Give pet names to the trees you pass, declare your admiration for the workers who made the road, and celebrate your sovereignty over a territory that usually belongs to heavy machines and their operators.
4. What causes happiness? Brainstorm about it. Map out the foundations of your personal science of joy. Get serious about defining what makes you feel good.
To get you started, I'll name some experiences that might rouse your gratification: engaging in sensual pleasure; seeking the truth; being kind and moral; contemplating the meaning of life; escaping your routine; purging pent-up emotions. Do any of these work for you? Name at least ten more.

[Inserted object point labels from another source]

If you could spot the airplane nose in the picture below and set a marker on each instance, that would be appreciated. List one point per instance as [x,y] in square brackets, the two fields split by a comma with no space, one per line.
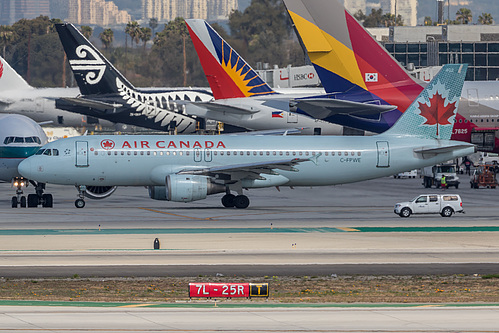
[24,168]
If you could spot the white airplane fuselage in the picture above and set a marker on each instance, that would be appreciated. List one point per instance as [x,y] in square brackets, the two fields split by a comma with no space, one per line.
[20,137]
[148,160]
[39,105]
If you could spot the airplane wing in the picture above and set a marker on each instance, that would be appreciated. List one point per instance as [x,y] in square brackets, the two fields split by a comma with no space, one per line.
[101,106]
[322,108]
[211,106]
[440,150]
[246,171]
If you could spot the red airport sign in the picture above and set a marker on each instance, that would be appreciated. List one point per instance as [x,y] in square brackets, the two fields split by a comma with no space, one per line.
[228,290]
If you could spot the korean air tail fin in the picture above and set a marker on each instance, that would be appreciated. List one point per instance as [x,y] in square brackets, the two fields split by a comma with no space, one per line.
[9,79]
[346,57]
[228,74]
[93,72]
[433,112]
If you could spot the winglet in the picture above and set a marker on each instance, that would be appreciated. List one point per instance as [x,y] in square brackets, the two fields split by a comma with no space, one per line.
[228,74]
[9,79]
[433,113]
[346,57]
[93,72]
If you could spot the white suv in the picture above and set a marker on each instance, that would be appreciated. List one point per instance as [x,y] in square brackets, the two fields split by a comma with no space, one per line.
[443,204]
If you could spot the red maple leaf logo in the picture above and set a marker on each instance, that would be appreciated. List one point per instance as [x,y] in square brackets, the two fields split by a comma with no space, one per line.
[107,144]
[437,113]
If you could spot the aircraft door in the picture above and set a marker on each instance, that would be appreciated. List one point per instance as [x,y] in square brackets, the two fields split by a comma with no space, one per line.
[197,155]
[383,160]
[81,154]
[292,117]
[208,155]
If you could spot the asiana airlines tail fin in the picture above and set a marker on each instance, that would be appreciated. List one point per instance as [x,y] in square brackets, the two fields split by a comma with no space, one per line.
[347,58]
[228,74]
[9,79]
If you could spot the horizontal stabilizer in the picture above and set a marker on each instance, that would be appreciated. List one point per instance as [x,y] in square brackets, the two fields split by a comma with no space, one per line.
[322,108]
[282,131]
[211,106]
[101,106]
[440,150]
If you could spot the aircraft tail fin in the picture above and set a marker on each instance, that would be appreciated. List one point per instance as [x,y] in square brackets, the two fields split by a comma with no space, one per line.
[9,79]
[228,74]
[93,72]
[346,57]
[433,113]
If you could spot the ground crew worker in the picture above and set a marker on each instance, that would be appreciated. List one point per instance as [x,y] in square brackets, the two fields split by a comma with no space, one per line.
[443,182]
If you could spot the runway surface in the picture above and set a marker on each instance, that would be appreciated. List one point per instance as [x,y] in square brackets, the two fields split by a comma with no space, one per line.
[250,319]
[348,229]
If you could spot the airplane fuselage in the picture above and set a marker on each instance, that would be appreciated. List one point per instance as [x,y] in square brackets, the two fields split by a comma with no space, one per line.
[147,160]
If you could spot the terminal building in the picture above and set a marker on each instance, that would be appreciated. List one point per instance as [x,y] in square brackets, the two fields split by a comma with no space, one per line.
[426,46]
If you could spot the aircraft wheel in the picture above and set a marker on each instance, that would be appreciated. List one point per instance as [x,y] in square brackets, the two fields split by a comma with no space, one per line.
[228,200]
[405,212]
[241,201]
[33,200]
[79,203]
[48,200]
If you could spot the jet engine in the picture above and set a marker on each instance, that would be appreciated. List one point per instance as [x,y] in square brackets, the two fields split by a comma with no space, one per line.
[99,192]
[185,188]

5. Have you ever seen the game called "Playing the Dozens"? Participants compete in the exercise of hurling witty insults at each other. Here are some examples: "You're so dumb, if you spoke your mind you'd be speechless." "Your mother is so old, she was a waitress at the Last Supper." "You're so ugly, you couldn't get laid if you were a brick."

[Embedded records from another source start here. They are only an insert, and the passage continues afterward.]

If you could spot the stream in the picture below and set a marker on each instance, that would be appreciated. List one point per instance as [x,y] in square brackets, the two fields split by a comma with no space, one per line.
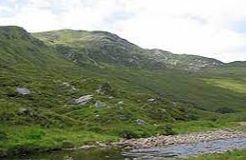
[173,152]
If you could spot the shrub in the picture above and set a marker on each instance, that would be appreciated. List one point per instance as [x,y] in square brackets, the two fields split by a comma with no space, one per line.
[3,135]
[224,110]
[128,134]
[167,130]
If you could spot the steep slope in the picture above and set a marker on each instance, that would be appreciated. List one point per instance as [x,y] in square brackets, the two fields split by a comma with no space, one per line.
[129,99]
[102,48]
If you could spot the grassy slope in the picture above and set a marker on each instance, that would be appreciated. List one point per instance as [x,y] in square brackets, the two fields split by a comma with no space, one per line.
[50,120]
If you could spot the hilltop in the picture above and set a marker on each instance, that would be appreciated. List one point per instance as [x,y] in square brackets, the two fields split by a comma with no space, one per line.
[65,88]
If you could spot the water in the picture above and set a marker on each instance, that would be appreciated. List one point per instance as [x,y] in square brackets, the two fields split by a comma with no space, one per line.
[156,153]
[184,150]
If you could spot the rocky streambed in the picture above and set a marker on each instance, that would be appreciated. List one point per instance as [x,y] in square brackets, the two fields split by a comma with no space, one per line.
[160,141]
[181,146]
[153,148]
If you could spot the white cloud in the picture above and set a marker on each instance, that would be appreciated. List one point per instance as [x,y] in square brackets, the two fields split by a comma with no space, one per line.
[190,26]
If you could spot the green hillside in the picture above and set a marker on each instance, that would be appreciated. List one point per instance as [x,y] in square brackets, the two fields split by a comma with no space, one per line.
[134,92]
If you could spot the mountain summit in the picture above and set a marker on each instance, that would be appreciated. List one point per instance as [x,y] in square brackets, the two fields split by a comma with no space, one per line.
[102,48]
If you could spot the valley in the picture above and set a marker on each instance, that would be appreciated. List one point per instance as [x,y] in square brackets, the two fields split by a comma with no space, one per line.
[133,92]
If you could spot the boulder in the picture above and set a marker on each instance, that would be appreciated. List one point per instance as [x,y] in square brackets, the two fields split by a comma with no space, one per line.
[99,104]
[140,122]
[23,91]
[84,99]
[105,89]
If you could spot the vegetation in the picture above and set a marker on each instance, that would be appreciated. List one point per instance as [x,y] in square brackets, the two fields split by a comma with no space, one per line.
[230,155]
[142,97]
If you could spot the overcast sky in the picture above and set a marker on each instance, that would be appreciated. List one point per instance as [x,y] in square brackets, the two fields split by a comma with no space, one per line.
[212,28]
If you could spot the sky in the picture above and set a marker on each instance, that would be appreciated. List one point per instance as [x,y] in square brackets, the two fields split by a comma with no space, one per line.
[211,28]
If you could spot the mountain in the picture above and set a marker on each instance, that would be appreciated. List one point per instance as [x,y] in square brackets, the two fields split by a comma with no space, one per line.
[101,48]
[67,88]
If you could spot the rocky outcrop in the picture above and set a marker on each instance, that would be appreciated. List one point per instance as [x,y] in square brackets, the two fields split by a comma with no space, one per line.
[180,139]
[84,99]
[23,91]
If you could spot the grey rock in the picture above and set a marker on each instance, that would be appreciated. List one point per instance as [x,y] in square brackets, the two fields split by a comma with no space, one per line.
[140,122]
[23,91]
[151,100]
[84,99]
[99,104]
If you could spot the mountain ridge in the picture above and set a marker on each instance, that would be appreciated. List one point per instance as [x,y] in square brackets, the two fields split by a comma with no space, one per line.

I invite you to rebel against any impulse in you that resonates with the spirit of "Playing the Dozens." Instead, try a new game, "Paying the Tributes." Choose worthy targets and ransack your imagination to come up with smart, true, and amusing praise about them.

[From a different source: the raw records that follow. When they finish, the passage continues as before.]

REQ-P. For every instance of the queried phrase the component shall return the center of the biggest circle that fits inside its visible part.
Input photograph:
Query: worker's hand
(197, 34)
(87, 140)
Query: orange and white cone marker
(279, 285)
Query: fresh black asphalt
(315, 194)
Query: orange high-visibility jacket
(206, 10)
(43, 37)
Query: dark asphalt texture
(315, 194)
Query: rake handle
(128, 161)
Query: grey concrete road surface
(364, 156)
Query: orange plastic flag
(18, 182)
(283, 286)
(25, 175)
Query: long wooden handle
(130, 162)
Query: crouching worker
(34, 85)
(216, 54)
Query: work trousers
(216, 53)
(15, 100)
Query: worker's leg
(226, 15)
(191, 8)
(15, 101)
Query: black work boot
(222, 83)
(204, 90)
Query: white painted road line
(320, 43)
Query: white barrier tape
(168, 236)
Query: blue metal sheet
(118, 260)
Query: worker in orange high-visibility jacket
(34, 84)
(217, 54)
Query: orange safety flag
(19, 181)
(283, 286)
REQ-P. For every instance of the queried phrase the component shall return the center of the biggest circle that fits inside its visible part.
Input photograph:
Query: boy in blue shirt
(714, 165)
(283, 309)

The best stuff will be specific to the person you're addressing, not generic, but here are some prototypes: "You're so far-seeing, you can probably catch a glimpse of the back of your own head." "You're so ingenious, you could use your nightmares to get rich and famous." "Your mastery of pronoia is so artful, you could convince me to love my worst enemy."
6. Salvador Dalí once staged a party in which guests were told to come disguised as characters from their nightmares. Do the reverse. Throw a bash in which everyone is invited to arrive dressed as a character from the most glorious dream they remember.
7. On a big piece of cardboard, make a sign that says, "I love to help; I need to give; please take some money." Then go out and stand on a traffic island while wearing your best clothes, and give away money to passing motorists. Offer a little more to drivers in rusty brown Pinto station wagons and 1976 El Camino Classics than those in a late-model Lexus or Jaguar.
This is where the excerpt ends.